Obit: Houghton, Charles F. (1851 - 1934)
Contact:  Crystal Wendt
Email: crystal@wiclarkcountyhistory.org

Surnames: Houghton, Grush, Walker, Freeman, Weidler

----Sources: Humbird Enterprise (Humbird, Clark County, Wis.) Sat., 22 Dec. 1934

Houghton, Charles F. (27 Aug. 1851 - 14 Dec. 1934)

Charles F. Houghton passed away about 10:15 Friday evening, Dec. 14, 1934, aged 83 years, 3months and 17 days.

Mr. Houghton was born Aug. 27, 1851, in Allegany County, New York. In 1854 he came with his parent to Lake Geneva vicinity, in Illinois. In the year 1856, the Houghton families, four in number, migrated from northern Illinois, and settled on homestead land in Houghtonburg, Sidney Houghton, wife, and son, Charles, taking up the land which is now the E. W. Grush farm, where the subject of this sketch lived for all, excepting ten years of his long life. He lived in Humbird for ten years, and on July 3, 1932, he returned to the old home farm, where he has been cared for by Mr. and Mrs. Grush until the time of his death.

Mr. Houghton was united in marriage, at Sparta, to Miss Alice May Walker, on July 4, 1876. She preceded him in death after twenty years of happy married life, on Jan. 1, 1896. No children were born to this union and Mr. Houghton never remarried, turning his affection the little ones and young people with whom he came in contact.

Farming was his life occupation, which he followed until advancing years made it necessary for him to rent the farm, and it was eventually sold, Mr. Grush being the purchaser about twenty years ago. He attended high school at Black River Falls in his youth, and was a graduate of Gale College of Galesville. In the early ‘70s he was a clerk in the store of E. A. Freeman in this village. He was an active member of the old Odd Fellow lodge, which existed in Humbird many years ago.

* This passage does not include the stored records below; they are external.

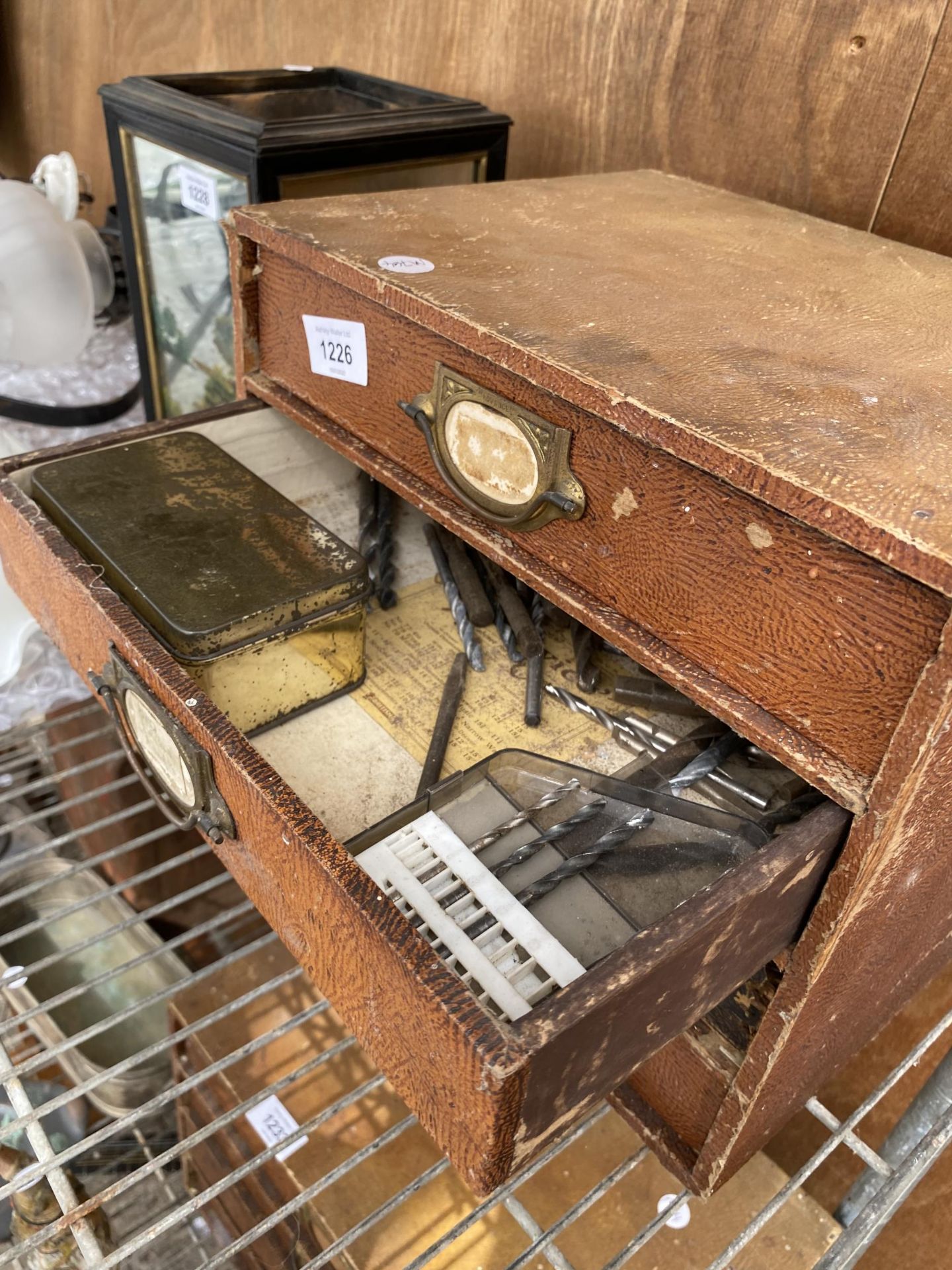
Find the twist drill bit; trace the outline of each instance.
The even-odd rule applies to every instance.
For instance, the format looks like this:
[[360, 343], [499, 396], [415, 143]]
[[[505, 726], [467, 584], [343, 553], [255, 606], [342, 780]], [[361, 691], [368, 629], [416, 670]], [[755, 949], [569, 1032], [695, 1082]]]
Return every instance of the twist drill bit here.
[[[546, 829], [546, 832], [541, 833], [538, 838], [533, 838], [532, 842], [527, 842], [524, 847], [518, 847], [517, 851], [513, 852], [513, 856], [518, 855], [519, 859], [509, 865], [509, 867], [514, 869], [517, 864], [522, 864], [524, 860], [532, 859], [532, 856], [534, 856], [537, 851], [541, 851], [547, 843], [556, 842], [559, 838], [564, 838], [567, 833], [571, 833], [572, 829], [578, 829], [580, 824], [585, 824], [586, 820], [598, 815], [604, 806], [605, 800], [603, 798], [593, 799], [592, 803], [584, 803], [578, 812], [572, 812], [572, 814], [565, 820], [561, 820], [559, 824], [553, 824], [551, 829]], [[513, 856], [509, 856], [508, 860], [512, 860]], [[501, 864], [508, 864], [508, 860]], [[501, 864], [493, 869], [493, 872], [496, 874], [496, 876], [499, 876]], [[503, 872], [505, 872], [505, 870], [503, 870]], [[466, 890], [457, 889], [451, 895], [447, 895], [446, 899], [440, 900], [440, 903], [443, 908], [448, 908], [451, 904], [456, 903], [457, 899], [462, 899], [465, 894], [467, 894]], [[461, 926], [461, 930], [468, 935], [471, 940], [477, 940], [480, 935], [485, 935], [486, 931], [495, 926], [498, 921], [499, 918], [494, 913], [484, 913], [481, 917], [475, 918], [466, 926]]]
[[526, 605], [519, 598], [515, 587], [508, 580], [499, 565], [493, 564], [491, 560], [484, 559], [484, 568], [489, 574], [489, 580], [493, 583], [493, 589], [496, 593], [496, 599], [499, 601], [505, 618], [513, 627], [519, 650], [524, 657], [536, 657], [542, 652], [542, 640], [536, 630], [536, 626], [529, 616], [529, 611]]
[[560, 688], [555, 683], [547, 683], [546, 692], [567, 710], [571, 710], [575, 714], [584, 714], [588, 719], [600, 724], [611, 732], [614, 738], [621, 742], [621, 744], [623, 744], [627, 749], [633, 751], [636, 754], [644, 754], [649, 749], [655, 749], [655, 747], [650, 745], [644, 737], [640, 737], [633, 728], [630, 728], [623, 719], [609, 714], [607, 710], [602, 710], [600, 706], [593, 706], [590, 701], [583, 701], [581, 697], [576, 697], [575, 693], [569, 692], [567, 688]]
[[459, 709], [459, 701], [463, 695], [467, 665], [466, 653], [457, 653], [449, 668], [447, 682], [443, 685], [443, 696], [439, 698], [437, 721], [433, 725], [433, 737], [430, 738], [426, 758], [420, 772], [420, 784], [416, 786], [418, 798], [421, 798], [439, 780], [443, 759], [447, 757], [449, 734], [453, 730], [456, 712]]
[[393, 579], [393, 493], [377, 481], [377, 598], [381, 608], [396, 603]]
[[812, 808], [825, 801], [826, 796], [819, 790], [806, 790], [803, 794], [798, 794], [795, 799], [791, 799], [790, 803], [778, 806], [776, 812], [768, 812], [767, 815], [762, 815], [758, 824], [764, 829], [779, 829], [781, 826], [792, 824], [793, 820], [798, 820], [801, 815], [806, 815]]
[[470, 559], [465, 544], [454, 533], [448, 533], [446, 530], [438, 532], [453, 574], [453, 582], [456, 582], [466, 605], [470, 621], [473, 626], [491, 626], [495, 620], [493, 605], [489, 602], [482, 580], [476, 573], [476, 565]]
[[537, 838], [532, 842], [524, 843], [522, 847], [517, 847], [510, 856], [505, 860], [500, 860], [499, 864], [493, 865], [490, 872], [494, 872], [496, 878], [503, 878], [509, 872], [510, 869], [515, 869], [517, 865], [524, 864], [527, 860], [532, 860], [548, 842], [557, 842], [564, 838], [566, 833], [571, 833], [572, 829], [590, 820], [593, 817], [604, 808], [605, 800], [603, 798], [593, 799], [592, 803], [583, 803], [578, 812], [567, 818], [567, 820], [560, 820], [559, 824], [553, 824], [551, 829], [546, 829], [545, 833], [539, 833]]
[[529, 728], [538, 728], [542, 723], [542, 679], [546, 659], [546, 644], [542, 635], [542, 626], [546, 620], [546, 611], [542, 596], [533, 594], [529, 613], [532, 625], [539, 638], [539, 652], [534, 653], [526, 663], [526, 724]]
[[744, 742], [736, 732], [725, 732], [724, 735], [712, 740], [706, 749], [702, 749], [696, 758], [692, 758], [689, 763], [685, 763], [679, 772], [671, 776], [668, 784], [675, 791], [689, 789], [706, 776], [711, 776], [724, 759], [743, 744]]
[[526, 824], [526, 822], [531, 820], [538, 812], [545, 812], [547, 806], [555, 806], [556, 803], [561, 803], [566, 795], [574, 794], [578, 789], [581, 789], [581, 785], [576, 777], [572, 776], [572, 779], [566, 781], [565, 785], [557, 785], [553, 790], [550, 790], [548, 794], [543, 794], [537, 803], [532, 804], [532, 806], [523, 808], [522, 812], [517, 812], [509, 820], [505, 820], [503, 824], [498, 824], [495, 829], [490, 829], [489, 833], [484, 833], [481, 838], [476, 838], [475, 842], [470, 843], [470, 851], [472, 851], [473, 855], [479, 855], [480, 851], [485, 851], [486, 847], [491, 847], [494, 842], [504, 838], [506, 833], [512, 833], [512, 831], [518, 829], [520, 824]]
[[687, 715], [701, 719], [707, 711], [685, 697], [677, 688], [660, 679], [647, 679], [641, 676], [621, 676], [614, 681], [614, 700], [626, 706], [638, 706], [655, 714]]
[[377, 589], [377, 481], [360, 472], [357, 478], [357, 550], [367, 561], [371, 585]]
[[594, 692], [598, 687], [598, 667], [592, 660], [595, 636], [581, 622], [572, 622], [572, 652], [575, 653], [575, 682], [579, 692]]
[[[476, 838], [475, 842], [471, 842], [470, 851], [477, 856], [480, 851], [485, 851], [486, 847], [491, 847], [494, 842], [499, 842], [499, 839], [504, 838], [506, 833], [512, 833], [512, 831], [518, 829], [520, 824], [526, 824], [526, 822], [531, 820], [538, 812], [545, 812], [547, 806], [555, 806], [556, 803], [561, 803], [564, 798], [569, 794], [574, 794], [579, 789], [581, 789], [581, 785], [575, 776], [572, 776], [570, 781], [566, 781], [565, 785], [556, 785], [553, 790], [550, 790], [548, 794], [543, 794], [541, 799], [532, 804], [532, 806], [524, 806], [522, 812], [517, 812], [515, 815], [504, 820], [503, 824], [498, 824], [495, 829], [490, 829], [489, 833], [484, 833], [481, 838]], [[437, 865], [434, 869], [428, 870], [420, 878], [420, 881], [429, 881], [432, 878], [435, 878], [442, 869], [443, 865]]]
[[[561, 702], [569, 710], [574, 710], [576, 714], [584, 714], [589, 719], [600, 724], [603, 728], [607, 728], [608, 732], [614, 735], [616, 740], [618, 740], [627, 749], [633, 751], [636, 754], [644, 754], [646, 751], [651, 751], [655, 754], [663, 754], [677, 743], [675, 737], [664, 732], [663, 728], [656, 728], [654, 724], [647, 723], [645, 719], [637, 719], [635, 715], [619, 719], [617, 715], [609, 714], [607, 710], [593, 706], [590, 701], [583, 701], [581, 697], [576, 697], [574, 692], [569, 692], [567, 688], [560, 688], [555, 683], [547, 683], [546, 692], [550, 697], [555, 697], [556, 701]], [[768, 799], [757, 794], [754, 790], [748, 789], [746, 785], [739, 784], [732, 777], [725, 776], [720, 771], [712, 772], [704, 779], [712, 785], [730, 790], [735, 798], [744, 799], [745, 803], [750, 803], [759, 812], [763, 812], [767, 808], [767, 803], [769, 801]]]
[[449, 565], [443, 552], [443, 547], [439, 545], [437, 526], [432, 521], [428, 521], [423, 527], [423, 532], [426, 536], [426, 545], [430, 549], [430, 555], [433, 556], [433, 563], [437, 566], [439, 580], [443, 583], [443, 591], [449, 601], [449, 612], [453, 615], [456, 629], [459, 632], [459, 640], [466, 653], [466, 660], [473, 671], [485, 671], [486, 667], [482, 662], [482, 649], [480, 646], [480, 641], [476, 639], [476, 631], [472, 629], [472, 622], [466, 616], [466, 606], [463, 605], [457, 585], [453, 582], [453, 575], [449, 572]]
[[505, 654], [513, 665], [522, 665], [526, 658], [519, 652], [519, 645], [515, 643], [515, 634], [513, 627], [505, 620], [505, 613], [503, 612], [503, 606], [499, 603], [499, 597], [495, 596], [493, 591], [493, 583], [486, 569], [486, 558], [481, 556], [479, 551], [476, 552], [476, 559], [473, 561], [476, 566], [476, 573], [482, 582], [486, 594], [493, 603], [493, 624], [496, 627], [496, 634], [505, 649]]
[[536, 881], [531, 881], [528, 886], [523, 886], [520, 892], [517, 892], [515, 898], [520, 904], [534, 904], [536, 900], [542, 899], [551, 890], [565, 881], [567, 878], [575, 878], [576, 874], [584, 872], [586, 869], [592, 867], [597, 860], [603, 856], [609, 856], [616, 852], [619, 847], [636, 833], [638, 829], [644, 829], [645, 826], [651, 824], [655, 815], [647, 808], [640, 808], [636, 815], [626, 820], [623, 824], [617, 824], [613, 829], [608, 829], [603, 833], [600, 838], [592, 843], [590, 847], [585, 847], [584, 851], [579, 851], [578, 855], [569, 856], [564, 860], [557, 869], [552, 872], [546, 874], [543, 878], [537, 878]]
[[522, 655], [522, 653], [519, 652], [519, 646], [515, 643], [515, 635], [513, 634], [513, 627], [505, 620], [505, 613], [499, 607], [495, 611], [494, 621], [496, 631], [499, 632], [499, 638], [503, 641], [503, 648], [506, 652], [506, 657], [513, 663], [513, 665], [522, 665], [526, 658]]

The funeral services were held at the Grush home Sunday afternoon at 2:00 o’clock, Dec. 16th, 1934, and burial was in the family lot in Houghtonburg Cemetery. Rev. V. D. Weidler officiated. Pallbearers were old neighbors, and the large number of flowers testified to the esteem this pioneer settler was held in the community. He leaves no near relatives. Clarence Houghton is a cousin, and is the sole survivor of those pioneers who journeyed by ox team into the frontier lands to make farms out of the wilderness.